As I wrote in a recent blog post, “I understand that not EVERYthing needs to make me gasp. I don’t want to have a hard time breathing when I climb into bed at night. I mean. There needs to be calm scenes. Functionality. Quiet colors. Soft beds. Crisp sheets. None of that has to make me gasp. We understand. But it is a useful measure I’m going to be checking in with now and then.”

As it turns out, because of a broken ankle, I’ve had more occasion to enjoy it as it hangs on the wall of our bedroom. Certain patterns and colors make me happy. In a Japanese philosophy  called Naikan, people are reminded “to be grateful for everything. If you are sitting in a chair, you need to realize that someone made that chair, and someone sold it, and someone delivered it – and you are the beneficiary of all that. Just because they didn’t do it especially for you doesn’t mean you aren’t blessed to be using it and enjoying it. …[thus] life becomes a series of small miracles, and you may start to notice everything that goes right in a typical life and not the few things that go wrong.”  - The End of Your Life Book Club by Will Schwalbe.


Wednesday, January 7, 2015

"Bless Your Heart"?



What is it called when the words you say have a meaning completely opposite from their actual  definition? Here's a for instance that is pretty innocuous. Or is it? I'm not sure.

In conversation if you tell someone something and they respond in a hearty voice with, “Good!” or "Great!" You kinda get they don't mean good or great at all. What they probably mean is, I don't have time to listen to your pathetic stories. Or, you are boring me so bad, I’d like to slap you, but I love Jesus. Or, leftovers again? Or….?

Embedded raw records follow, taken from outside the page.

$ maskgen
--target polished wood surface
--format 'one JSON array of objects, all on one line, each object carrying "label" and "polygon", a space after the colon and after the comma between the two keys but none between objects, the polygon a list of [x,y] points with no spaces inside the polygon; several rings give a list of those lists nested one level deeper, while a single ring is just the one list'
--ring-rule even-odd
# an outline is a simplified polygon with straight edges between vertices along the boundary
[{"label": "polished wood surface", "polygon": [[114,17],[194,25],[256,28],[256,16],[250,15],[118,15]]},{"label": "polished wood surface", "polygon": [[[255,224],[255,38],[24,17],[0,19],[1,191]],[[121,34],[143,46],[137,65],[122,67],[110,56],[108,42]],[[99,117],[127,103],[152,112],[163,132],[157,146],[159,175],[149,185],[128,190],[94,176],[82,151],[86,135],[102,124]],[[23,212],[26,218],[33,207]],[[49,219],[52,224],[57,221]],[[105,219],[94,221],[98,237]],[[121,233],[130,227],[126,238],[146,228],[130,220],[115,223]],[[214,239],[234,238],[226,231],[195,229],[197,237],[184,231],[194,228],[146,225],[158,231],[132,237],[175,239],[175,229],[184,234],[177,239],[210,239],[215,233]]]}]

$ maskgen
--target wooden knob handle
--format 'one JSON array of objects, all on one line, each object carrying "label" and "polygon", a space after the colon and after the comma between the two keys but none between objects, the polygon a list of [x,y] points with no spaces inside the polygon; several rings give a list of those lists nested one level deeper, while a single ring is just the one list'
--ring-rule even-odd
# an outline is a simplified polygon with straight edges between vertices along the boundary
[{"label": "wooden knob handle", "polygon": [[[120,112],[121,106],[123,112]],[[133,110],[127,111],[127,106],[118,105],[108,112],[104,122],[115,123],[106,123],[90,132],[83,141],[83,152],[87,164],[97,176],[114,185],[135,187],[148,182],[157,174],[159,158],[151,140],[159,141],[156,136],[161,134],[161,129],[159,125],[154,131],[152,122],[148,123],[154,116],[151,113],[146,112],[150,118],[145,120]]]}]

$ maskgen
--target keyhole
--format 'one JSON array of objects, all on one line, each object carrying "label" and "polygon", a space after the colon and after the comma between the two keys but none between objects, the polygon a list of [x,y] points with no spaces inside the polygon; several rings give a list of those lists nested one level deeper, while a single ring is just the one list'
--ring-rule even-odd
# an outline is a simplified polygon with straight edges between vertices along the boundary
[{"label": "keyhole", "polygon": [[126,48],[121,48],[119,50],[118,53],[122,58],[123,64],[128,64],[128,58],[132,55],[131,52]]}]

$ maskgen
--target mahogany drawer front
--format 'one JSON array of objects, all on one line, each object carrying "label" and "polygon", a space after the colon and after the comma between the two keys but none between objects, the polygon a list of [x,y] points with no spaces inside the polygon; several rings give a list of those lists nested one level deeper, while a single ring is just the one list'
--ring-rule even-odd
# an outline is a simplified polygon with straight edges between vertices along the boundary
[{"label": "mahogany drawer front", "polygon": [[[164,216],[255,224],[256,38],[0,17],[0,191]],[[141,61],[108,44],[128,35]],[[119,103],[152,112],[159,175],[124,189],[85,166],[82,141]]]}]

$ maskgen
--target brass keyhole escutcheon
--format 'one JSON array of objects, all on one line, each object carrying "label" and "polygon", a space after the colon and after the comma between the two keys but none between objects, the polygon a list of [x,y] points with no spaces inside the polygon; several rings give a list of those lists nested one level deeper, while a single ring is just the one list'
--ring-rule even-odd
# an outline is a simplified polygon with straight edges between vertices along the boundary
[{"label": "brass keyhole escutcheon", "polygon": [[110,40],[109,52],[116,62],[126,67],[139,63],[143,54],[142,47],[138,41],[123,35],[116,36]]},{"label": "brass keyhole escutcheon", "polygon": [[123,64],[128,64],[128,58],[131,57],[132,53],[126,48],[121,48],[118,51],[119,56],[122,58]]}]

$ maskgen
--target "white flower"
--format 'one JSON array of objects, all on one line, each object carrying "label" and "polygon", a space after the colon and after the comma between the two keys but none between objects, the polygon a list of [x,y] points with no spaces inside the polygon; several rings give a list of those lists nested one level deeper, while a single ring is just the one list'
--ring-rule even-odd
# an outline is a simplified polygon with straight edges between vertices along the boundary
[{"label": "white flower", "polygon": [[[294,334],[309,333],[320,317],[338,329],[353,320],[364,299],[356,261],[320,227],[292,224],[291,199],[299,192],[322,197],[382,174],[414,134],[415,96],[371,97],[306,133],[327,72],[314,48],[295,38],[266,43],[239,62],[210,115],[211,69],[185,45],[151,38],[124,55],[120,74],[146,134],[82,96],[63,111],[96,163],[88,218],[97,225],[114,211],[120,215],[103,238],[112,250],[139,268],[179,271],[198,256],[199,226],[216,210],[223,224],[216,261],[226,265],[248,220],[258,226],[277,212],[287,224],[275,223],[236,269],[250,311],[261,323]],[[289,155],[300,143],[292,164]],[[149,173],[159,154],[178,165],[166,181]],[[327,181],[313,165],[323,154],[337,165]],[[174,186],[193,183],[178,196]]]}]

The satirist at The Cresset, (a literary and art journal published by Valparaiso University) – Tom Willadsen, wrote a little rant about what "Bless your heart," really means, and it got me thinking about my own use of handy verbal punctuation and a little habit I have of taking others to task for their use of it.


I've had some conversations about that very phrase and my friends agreed that, for example, if someone says, "Bless her heart, she's trying to lose weight" what that really means is: “I’m sure glad I’m a size 4!”  Or, “too bad she can’t stay on that diet, because she’s a big momma.” Or, “I lay money on it. She’s a closet eater.” I had already decided not to use that comment again. But there are others I need to excise. Just saying I’m not exactly snow-white here. 

Willadsen wrote:

“I now use the phrase as a verbal crossed fingers behind my back. I say “Bless your heart,: but I mean:
·      Each day in my prayers I lament that you had children, or
·      As far as I can tell, your sole purpose on the planet is to irritate everyone you encounter, or
·      Given a choice between having white-hot tungsten spikes thrust through my lungs, and accepting your invitation, I’m going with the spikes, or
·      Remember that device I told you about that measures my hostility? Your request has rendered it obsolete, or
·      I hate you.”

My thinking this is funny might reveal something twisted in me. I can yammer on about how we ought to be living and growing in the fruit of the spirit – in fact, only the other day I pressed hard on someone who was verbally unkind to another. This could be dangerous, like I’m the self-righteous, brickhead Publican dumping on the Sinner over in the corner.

On the other hand, if satire is, as the dictionary defines it, “the use of humor, irony, exaggeration, or ridicule to expose and criticize people's stupidity or vices;” and if satire is what Willadsen is doing, then, he succeeded and maybe we can laugh because we see ourselves and humor helps it go down a little more easily.